Dutch video game programmer and entrepreneur (born 1972)

Arjan Brussee (pronounced ar-yan broo-zhay) (born 1972) is a Dutch video game programmer and entrepreneur. He was the main coder of the first two Jazz Jackrabbit games and co-founded Guerrilla Games and Boss Key Productions. He is often credited with being the first successful Dutch game developer.

==Career==
Brussee was a member of the demoscene group Ultra Force, where he coded Vectordemo, one of the first demos with 3D imagery on IBM PC compatibles.
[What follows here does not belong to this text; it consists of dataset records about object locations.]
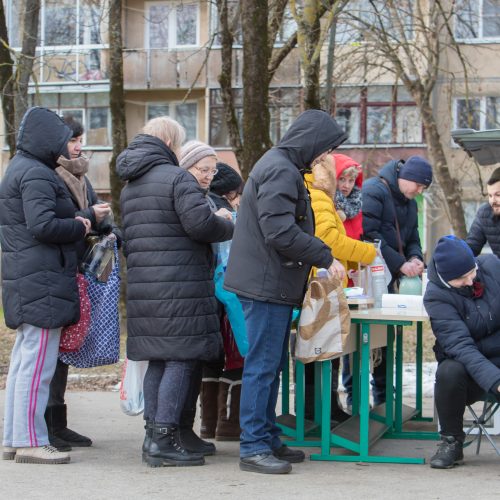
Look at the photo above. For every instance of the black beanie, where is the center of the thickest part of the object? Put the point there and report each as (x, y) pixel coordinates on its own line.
(416, 169)
(453, 258)
(495, 177)
(225, 180)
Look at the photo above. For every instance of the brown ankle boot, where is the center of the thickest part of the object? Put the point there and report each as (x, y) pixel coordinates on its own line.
(228, 423)
(208, 399)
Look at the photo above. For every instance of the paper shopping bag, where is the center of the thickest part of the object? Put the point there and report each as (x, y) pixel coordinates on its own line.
(324, 321)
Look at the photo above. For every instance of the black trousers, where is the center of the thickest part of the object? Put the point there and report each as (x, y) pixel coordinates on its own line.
(453, 390)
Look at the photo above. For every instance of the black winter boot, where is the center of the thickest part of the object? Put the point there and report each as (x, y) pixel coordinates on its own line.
(189, 440)
(208, 400)
(148, 425)
(60, 436)
(165, 449)
(228, 402)
(338, 415)
(450, 453)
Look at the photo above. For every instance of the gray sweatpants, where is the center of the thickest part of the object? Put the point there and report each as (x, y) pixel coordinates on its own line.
(32, 364)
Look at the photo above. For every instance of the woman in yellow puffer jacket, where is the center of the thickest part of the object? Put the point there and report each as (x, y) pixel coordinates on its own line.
(322, 184)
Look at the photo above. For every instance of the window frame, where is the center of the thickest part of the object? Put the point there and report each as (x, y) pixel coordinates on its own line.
(478, 5)
(172, 23)
(483, 112)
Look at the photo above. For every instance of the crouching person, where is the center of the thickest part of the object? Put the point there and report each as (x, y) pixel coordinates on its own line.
(462, 300)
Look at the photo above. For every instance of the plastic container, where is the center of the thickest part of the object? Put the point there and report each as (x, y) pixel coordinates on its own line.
(410, 286)
(377, 274)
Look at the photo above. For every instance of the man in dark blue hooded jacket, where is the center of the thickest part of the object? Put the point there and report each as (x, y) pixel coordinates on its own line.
(390, 214)
(462, 299)
(271, 256)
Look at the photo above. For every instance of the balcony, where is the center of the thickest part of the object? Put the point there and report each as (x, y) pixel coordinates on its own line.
(163, 69)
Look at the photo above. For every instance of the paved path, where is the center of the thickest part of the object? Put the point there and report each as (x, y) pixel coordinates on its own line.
(112, 469)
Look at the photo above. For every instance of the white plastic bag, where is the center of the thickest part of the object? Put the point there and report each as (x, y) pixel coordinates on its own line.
(131, 387)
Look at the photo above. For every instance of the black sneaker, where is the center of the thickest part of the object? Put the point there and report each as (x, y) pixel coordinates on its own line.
(450, 453)
(289, 455)
(265, 463)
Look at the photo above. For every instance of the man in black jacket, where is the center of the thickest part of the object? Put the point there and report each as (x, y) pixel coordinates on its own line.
(390, 214)
(486, 225)
(271, 256)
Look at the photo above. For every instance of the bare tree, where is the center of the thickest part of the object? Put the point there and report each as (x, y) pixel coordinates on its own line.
(407, 40)
(15, 83)
(26, 59)
(116, 101)
(311, 37)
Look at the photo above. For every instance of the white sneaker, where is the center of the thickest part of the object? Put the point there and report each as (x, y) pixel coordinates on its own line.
(9, 453)
(41, 455)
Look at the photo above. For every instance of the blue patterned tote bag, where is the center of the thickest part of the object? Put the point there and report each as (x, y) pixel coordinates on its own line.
(102, 344)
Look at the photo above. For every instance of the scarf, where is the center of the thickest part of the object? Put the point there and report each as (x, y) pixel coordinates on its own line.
(350, 205)
(72, 172)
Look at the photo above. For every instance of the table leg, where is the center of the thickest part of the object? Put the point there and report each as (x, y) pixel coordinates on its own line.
(364, 403)
(326, 395)
(299, 401)
(285, 387)
(398, 420)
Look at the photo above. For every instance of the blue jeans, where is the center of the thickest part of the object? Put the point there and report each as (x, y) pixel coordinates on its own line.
(268, 330)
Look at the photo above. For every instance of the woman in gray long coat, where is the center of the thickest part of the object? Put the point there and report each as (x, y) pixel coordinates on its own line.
(172, 316)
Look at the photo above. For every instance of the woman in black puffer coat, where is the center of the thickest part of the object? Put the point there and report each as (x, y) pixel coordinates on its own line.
(463, 303)
(172, 316)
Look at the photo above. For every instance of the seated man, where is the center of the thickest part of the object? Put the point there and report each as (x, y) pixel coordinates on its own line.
(463, 302)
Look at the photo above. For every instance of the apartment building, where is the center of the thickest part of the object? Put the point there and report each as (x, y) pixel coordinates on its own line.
(169, 69)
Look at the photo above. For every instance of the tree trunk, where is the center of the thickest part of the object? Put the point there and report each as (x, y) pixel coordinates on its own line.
(256, 54)
(225, 79)
(6, 77)
(26, 59)
(449, 185)
(309, 38)
(116, 102)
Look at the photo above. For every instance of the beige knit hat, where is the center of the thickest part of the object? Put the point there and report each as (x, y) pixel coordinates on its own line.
(194, 151)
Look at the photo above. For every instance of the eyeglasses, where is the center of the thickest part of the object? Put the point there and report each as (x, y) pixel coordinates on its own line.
(207, 171)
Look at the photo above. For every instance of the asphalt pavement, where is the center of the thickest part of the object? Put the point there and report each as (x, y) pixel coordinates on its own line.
(112, 468)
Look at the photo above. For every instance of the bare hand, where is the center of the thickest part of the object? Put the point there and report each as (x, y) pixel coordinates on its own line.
(419, 263)
(85, 222)
(101, 210)
(337, 270)
(410, 269)
(224, 213)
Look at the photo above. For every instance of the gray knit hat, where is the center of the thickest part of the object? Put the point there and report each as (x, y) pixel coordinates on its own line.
(194, 151)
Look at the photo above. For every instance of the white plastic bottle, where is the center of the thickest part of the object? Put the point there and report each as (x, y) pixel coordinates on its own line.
(377, 274)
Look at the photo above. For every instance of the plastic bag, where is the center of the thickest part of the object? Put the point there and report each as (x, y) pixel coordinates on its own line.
(234, 311)
(131, 387)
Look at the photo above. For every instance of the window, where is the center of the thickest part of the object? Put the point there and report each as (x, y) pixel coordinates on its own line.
(185, 113)
(90, 109)
(171, 24)
(379, 114)
(477, 113)
(72, 39)
(283, 109)
(477, 19)
(366, 15)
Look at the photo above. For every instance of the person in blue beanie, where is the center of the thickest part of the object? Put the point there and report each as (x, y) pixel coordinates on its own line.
(390, 214)
(463, 302)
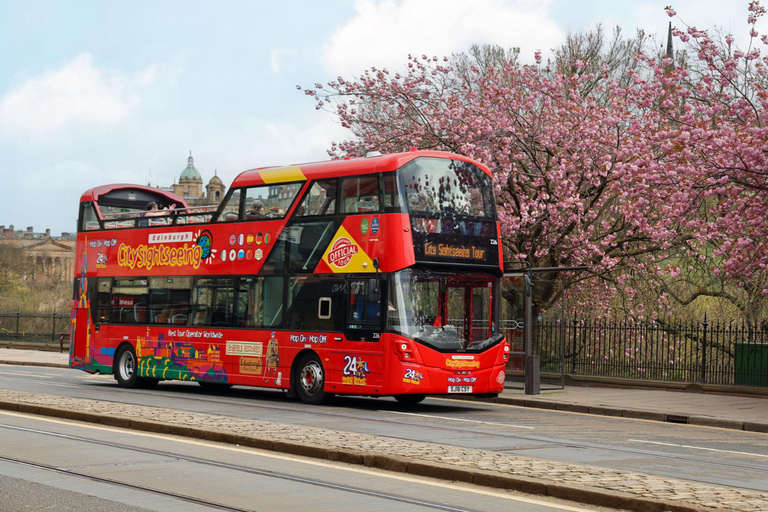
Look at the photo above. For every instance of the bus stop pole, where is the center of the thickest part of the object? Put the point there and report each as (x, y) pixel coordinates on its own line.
(531, 378)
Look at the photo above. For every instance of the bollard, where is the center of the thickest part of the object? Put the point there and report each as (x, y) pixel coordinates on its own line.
(533, 375)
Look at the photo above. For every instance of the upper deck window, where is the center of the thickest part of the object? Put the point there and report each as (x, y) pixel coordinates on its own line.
(320, 200)
(360, 195)
(437, 187)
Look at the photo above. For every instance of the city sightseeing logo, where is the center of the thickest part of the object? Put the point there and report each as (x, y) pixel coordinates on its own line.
(342, 252)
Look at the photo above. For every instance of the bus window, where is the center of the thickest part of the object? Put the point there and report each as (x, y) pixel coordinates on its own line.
(169, 298)
(309, 307)
(360, 195)
(129, 301)
(306, 243)
(452, 187)
(255, 199)
(88, 219)
(103, 298)
(364, 310)
(320, 200)
(391, 193)
(230, 211)
(214, 302)
(260, 301)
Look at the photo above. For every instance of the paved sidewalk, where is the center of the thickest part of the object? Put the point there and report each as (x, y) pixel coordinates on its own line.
(576, 482)
(737, 412)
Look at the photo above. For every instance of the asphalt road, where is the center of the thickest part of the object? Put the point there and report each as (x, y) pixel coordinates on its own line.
(703, 454)
(54, 465)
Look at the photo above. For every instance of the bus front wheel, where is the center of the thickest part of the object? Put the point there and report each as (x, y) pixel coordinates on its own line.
(410, 399)
(126, 368)
(310, 380)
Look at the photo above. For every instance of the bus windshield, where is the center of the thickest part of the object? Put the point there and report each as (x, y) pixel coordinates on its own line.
(447, 312)
(447, 188)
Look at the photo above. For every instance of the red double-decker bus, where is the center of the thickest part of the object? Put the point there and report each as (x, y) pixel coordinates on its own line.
(366, 276)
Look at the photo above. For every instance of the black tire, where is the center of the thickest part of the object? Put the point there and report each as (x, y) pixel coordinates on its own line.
(410, 399)
(214, 386)
(310, 380)
(126, 368)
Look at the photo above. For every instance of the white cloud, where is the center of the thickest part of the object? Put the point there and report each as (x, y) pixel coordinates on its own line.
(281, 59)
(384, 33)
(77, 95)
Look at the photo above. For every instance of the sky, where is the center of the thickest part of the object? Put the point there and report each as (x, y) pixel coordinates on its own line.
(94, 92)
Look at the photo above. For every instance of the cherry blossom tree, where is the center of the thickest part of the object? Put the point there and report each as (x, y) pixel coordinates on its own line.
(634, 173)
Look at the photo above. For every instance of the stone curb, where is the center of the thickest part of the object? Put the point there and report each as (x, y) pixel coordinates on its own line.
(705, 421)
(567, 490)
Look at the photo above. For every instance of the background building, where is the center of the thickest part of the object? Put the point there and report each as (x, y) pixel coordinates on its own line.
(190, 187)
(54, 256)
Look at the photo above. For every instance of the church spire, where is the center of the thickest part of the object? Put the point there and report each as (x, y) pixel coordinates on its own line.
(670, 54)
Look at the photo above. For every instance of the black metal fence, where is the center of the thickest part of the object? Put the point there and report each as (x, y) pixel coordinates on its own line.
(33, 327)
(714, 353)
(704, 352)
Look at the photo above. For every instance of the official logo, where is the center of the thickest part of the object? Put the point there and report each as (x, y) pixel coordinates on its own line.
(342, 252)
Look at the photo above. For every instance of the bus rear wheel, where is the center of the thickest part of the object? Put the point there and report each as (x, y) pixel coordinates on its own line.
(310, 380)
(410, 399)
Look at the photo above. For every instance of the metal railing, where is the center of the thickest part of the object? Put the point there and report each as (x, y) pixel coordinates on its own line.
(33, 327)
(733, 354)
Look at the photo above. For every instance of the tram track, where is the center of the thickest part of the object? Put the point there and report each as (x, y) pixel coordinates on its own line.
(539, 442)
(542, 442)
(205, 462)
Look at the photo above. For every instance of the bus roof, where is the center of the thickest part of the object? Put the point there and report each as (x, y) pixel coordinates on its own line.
(131, 196)
(331, 168)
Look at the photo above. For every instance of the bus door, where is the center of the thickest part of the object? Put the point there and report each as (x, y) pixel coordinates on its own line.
(466, 306)
(365, 308)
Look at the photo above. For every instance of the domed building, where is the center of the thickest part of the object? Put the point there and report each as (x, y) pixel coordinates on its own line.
(190, 186)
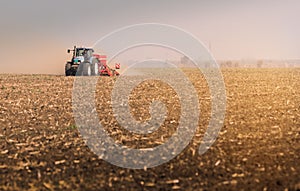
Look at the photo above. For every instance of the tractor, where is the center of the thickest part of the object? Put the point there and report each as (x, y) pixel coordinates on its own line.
(85, 63)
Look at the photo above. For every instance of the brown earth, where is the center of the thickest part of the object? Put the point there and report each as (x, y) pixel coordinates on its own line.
(257, 149)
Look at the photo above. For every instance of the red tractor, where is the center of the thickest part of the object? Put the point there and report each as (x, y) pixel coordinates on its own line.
(85, 63)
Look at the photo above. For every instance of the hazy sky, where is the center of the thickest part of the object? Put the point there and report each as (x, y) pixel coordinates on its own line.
(35, 33)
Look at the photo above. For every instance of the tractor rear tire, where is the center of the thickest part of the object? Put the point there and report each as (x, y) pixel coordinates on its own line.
(68, 69)
(86, 69)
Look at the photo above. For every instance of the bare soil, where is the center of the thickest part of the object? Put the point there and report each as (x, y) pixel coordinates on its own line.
(257, 149)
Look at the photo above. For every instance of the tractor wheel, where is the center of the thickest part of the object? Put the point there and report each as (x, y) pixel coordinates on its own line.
(68, 69)
(86, 69)
(95, 68)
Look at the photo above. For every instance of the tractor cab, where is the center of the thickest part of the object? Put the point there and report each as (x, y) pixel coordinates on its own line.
(85, 63)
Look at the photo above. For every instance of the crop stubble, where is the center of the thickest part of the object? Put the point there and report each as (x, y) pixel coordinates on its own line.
(258, 147)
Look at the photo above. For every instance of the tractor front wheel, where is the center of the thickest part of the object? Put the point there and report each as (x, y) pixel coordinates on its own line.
(68, 69)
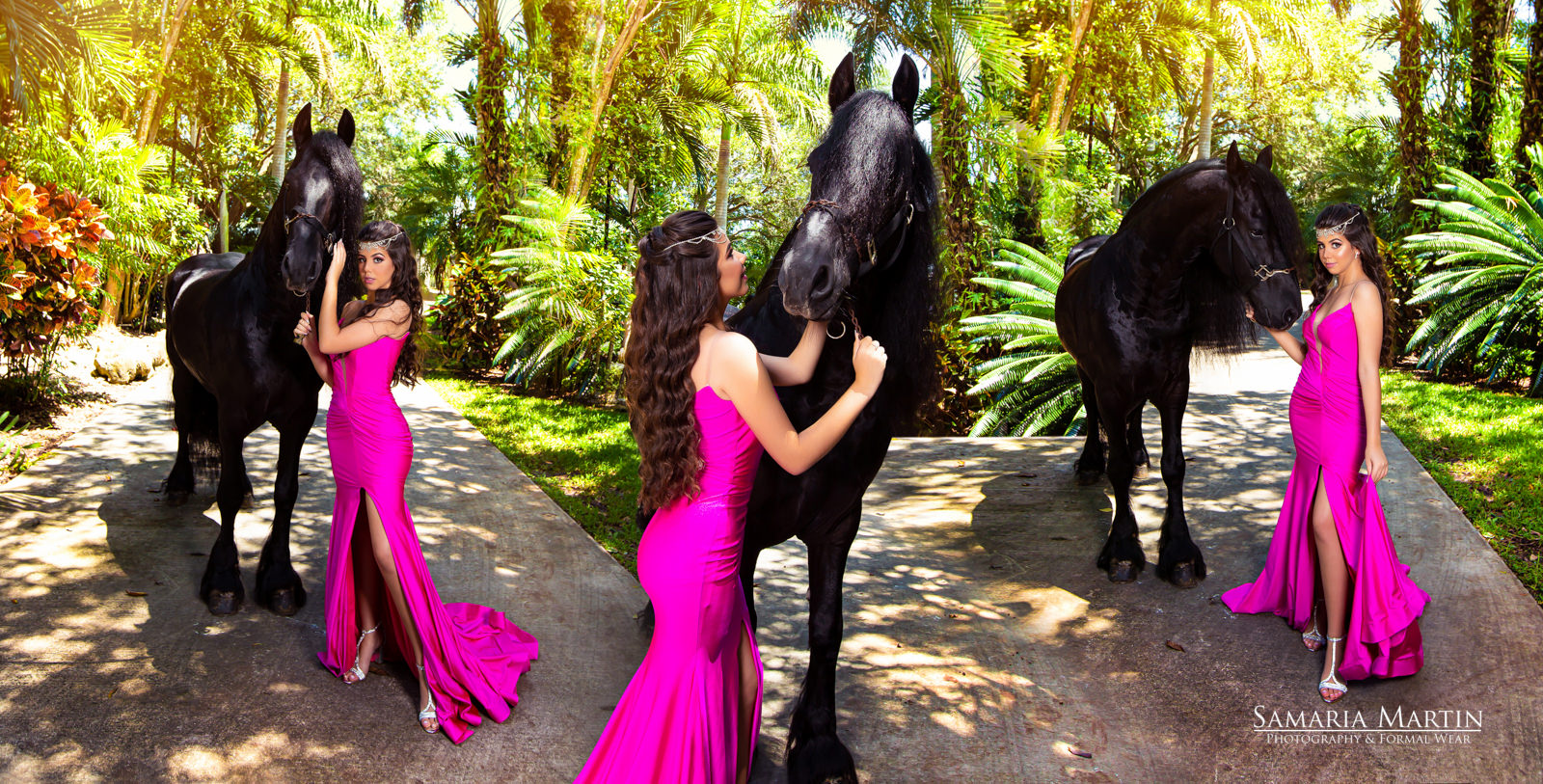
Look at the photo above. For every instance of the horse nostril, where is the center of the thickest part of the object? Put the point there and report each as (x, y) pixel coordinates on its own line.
(820, 287)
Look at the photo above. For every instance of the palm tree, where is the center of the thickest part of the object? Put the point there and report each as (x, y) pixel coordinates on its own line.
(45, 42)
(570, 315)
(1246, 25)
(1486, 292)
(768, 73)
(1033, 383)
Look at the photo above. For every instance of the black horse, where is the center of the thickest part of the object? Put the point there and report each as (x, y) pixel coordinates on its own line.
(235, 365)
(861, 257)
(1200, 244)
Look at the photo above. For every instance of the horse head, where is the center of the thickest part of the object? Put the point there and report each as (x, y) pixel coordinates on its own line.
(868, 187)
(1259, 239)
(320, 201)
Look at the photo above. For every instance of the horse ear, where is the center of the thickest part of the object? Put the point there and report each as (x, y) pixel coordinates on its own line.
(303, 127)
(346, 128)
(907, 85)
(843, 84)
(1265, 158)
(1234, 164)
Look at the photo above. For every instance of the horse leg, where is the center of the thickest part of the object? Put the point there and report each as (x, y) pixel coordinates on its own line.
(278, 585)
(189, 403)
(814, 750)
(221, 585)
(1123, 552)
(1138, 442)
(1090, 467)
(1179, 560)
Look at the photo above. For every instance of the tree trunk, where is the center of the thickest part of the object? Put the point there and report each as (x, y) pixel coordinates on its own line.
(1531, 122)
(147, 112)
(280, 127)
(1409, 92)
(1477, 158)
(581, 172)
(1064, 79)
(493, 128)
(721, 210)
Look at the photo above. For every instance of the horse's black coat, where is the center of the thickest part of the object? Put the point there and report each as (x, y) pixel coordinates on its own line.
(230, 323)
(1192, 251)
(849, 259)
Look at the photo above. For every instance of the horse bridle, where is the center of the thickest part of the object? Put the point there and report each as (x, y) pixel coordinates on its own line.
(897, 229)
(1229, 223)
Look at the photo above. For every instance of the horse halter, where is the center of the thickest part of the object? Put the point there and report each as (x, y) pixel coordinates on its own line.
(1261, 272)
(899, 228)
(300, 215)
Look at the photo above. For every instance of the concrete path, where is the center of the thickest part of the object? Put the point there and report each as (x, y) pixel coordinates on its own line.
(97, 684)
(982, 644)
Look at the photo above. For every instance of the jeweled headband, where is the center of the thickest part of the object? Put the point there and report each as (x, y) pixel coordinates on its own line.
(1340, 228)
(377, 244)
(712, 236)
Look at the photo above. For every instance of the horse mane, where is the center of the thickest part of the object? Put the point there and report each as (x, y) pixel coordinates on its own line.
(1218, 323)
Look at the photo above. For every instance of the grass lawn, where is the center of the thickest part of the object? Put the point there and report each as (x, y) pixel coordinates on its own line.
(582, 457)
(1483, 449)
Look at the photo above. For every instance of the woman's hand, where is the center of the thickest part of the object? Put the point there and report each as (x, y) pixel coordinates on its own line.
(339, 259)
(1375, 463)
(306, 331)
(868, 362)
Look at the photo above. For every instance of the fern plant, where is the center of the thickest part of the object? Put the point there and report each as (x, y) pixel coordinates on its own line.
(1486, 283)
(568, 315)
(1033, 382)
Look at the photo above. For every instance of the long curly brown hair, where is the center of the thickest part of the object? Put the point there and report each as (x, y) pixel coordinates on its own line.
(675, 295)
(405, 285)
(1362, 236)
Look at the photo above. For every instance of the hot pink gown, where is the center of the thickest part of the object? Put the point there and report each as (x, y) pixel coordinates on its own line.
(473, 655)
(679, 717)
(1329, 429)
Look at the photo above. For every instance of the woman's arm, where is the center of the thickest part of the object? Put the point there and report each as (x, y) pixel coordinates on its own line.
(745, 382)
(337, 339)
(320, 362)
(1366, 306)
(799, 367)
(1293, 347)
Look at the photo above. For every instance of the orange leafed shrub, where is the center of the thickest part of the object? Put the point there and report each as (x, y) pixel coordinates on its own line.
(43, 282)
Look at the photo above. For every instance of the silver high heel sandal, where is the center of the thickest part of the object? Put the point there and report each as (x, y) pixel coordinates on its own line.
(1332, 684)
(1312, 639)
(428, 714)
(357, 671)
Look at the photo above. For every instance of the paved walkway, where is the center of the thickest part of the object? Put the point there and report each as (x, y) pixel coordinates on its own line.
(982, 644)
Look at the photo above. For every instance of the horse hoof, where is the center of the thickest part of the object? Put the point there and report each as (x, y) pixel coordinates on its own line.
(1123, 571)
(1184, 576)
(223, 602)
(283, 602)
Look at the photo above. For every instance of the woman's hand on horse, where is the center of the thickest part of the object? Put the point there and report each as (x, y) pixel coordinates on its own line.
(339, 259)
(1375, 462)
(868, 362)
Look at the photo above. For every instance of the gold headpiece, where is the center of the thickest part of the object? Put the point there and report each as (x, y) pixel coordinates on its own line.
(377, 244)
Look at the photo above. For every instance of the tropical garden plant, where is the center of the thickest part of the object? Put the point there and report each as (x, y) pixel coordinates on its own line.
(1485, 287)
(1031, 382)
(568, 316)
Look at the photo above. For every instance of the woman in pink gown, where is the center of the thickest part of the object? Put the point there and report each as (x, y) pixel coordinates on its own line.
(465, 656)
(702, 406)
(1331, 559)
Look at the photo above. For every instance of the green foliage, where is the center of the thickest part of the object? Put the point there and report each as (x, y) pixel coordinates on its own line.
(43, 280)
(1033, 382)
(583, 457)
(1481, 447)
(1486, 282)
(568, 316)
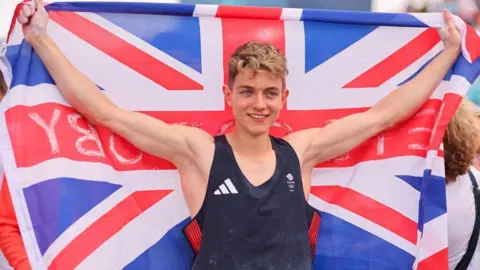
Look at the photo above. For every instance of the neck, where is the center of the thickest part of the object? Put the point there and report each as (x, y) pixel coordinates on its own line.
(244, 143)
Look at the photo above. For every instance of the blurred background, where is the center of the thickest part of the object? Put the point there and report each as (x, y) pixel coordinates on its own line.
(467, 9)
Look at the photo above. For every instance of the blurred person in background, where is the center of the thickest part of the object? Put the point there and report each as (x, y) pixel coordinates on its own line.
(460, 145)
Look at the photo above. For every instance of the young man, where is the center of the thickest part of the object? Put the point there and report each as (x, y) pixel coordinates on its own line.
(11, 243)
(263, 223)
(460, 144)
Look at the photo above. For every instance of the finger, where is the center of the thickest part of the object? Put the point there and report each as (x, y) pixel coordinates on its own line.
(22, 19)
(26, 12)
(39, 4)
(449, 20)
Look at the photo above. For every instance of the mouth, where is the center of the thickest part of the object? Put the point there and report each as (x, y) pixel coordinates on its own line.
(258, 117)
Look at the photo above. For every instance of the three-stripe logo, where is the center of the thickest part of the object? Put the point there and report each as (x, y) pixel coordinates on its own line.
(226, 188)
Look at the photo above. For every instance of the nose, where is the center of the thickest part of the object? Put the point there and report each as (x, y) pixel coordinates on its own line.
(259, 103)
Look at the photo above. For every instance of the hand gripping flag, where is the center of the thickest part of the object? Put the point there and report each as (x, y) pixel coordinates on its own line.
(86, 199)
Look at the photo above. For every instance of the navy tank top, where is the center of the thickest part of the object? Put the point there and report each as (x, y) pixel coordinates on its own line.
(242, 226)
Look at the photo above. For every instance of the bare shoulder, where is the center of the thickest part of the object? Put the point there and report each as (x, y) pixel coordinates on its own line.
(200, 144)
(301, 141)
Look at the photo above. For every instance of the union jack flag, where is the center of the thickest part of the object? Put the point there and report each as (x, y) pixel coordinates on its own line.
(87, 199)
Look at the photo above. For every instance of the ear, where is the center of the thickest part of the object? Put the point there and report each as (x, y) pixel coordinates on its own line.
(227, 92)
(285, 94)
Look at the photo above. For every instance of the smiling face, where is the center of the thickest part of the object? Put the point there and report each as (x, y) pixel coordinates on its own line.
(256, 86)
(256, 98)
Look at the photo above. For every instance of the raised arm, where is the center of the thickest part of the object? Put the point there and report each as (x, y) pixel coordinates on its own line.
(320, 144)
(172, 142)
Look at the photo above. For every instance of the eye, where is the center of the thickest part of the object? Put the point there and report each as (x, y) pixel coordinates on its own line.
(272, 94)
(246, 92)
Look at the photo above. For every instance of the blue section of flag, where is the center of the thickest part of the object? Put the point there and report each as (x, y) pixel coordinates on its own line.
(447, 77)
(469, 71)
(125, 8)
(175, 35)
(358, 18)
(172, 252)
(341, 245)
(433, 196)
(56, 204)
(27, 67)
(320, 45)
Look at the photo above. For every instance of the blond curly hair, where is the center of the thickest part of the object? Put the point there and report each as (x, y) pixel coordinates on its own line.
(257, 56)
(460, 141)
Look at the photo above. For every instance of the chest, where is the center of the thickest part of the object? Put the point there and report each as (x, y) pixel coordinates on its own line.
(257, 170)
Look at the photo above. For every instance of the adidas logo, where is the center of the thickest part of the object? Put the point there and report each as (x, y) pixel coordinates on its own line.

At Guerrilla Games, he worked on the Killzone series as a development director and part of the management team. On 23 February 2012, Brussee announced that he was leaving Guerilla to join the EA Games studio Visceral Games as an executive producer for Battlefield Hardline.

In July 2014, news leaked of Brussee leaving EA and co-founding Boss Key Productions with Cliff Bleszinski. In December 2017, Brussee left Boss Key Productions to return to Epic Games after a 20-year hiatus from the company. Since rejoining Epic Games, Brussee had been working on an unannounced project.

In April 2026, Arjan Brussee left Epic Games and has been working as a freelance developer ever since. In May 2026, he announced that he was working on a video game engine called The Immens Engine, which is intended to serve as a European counterpart to Unreal Engine and Unity.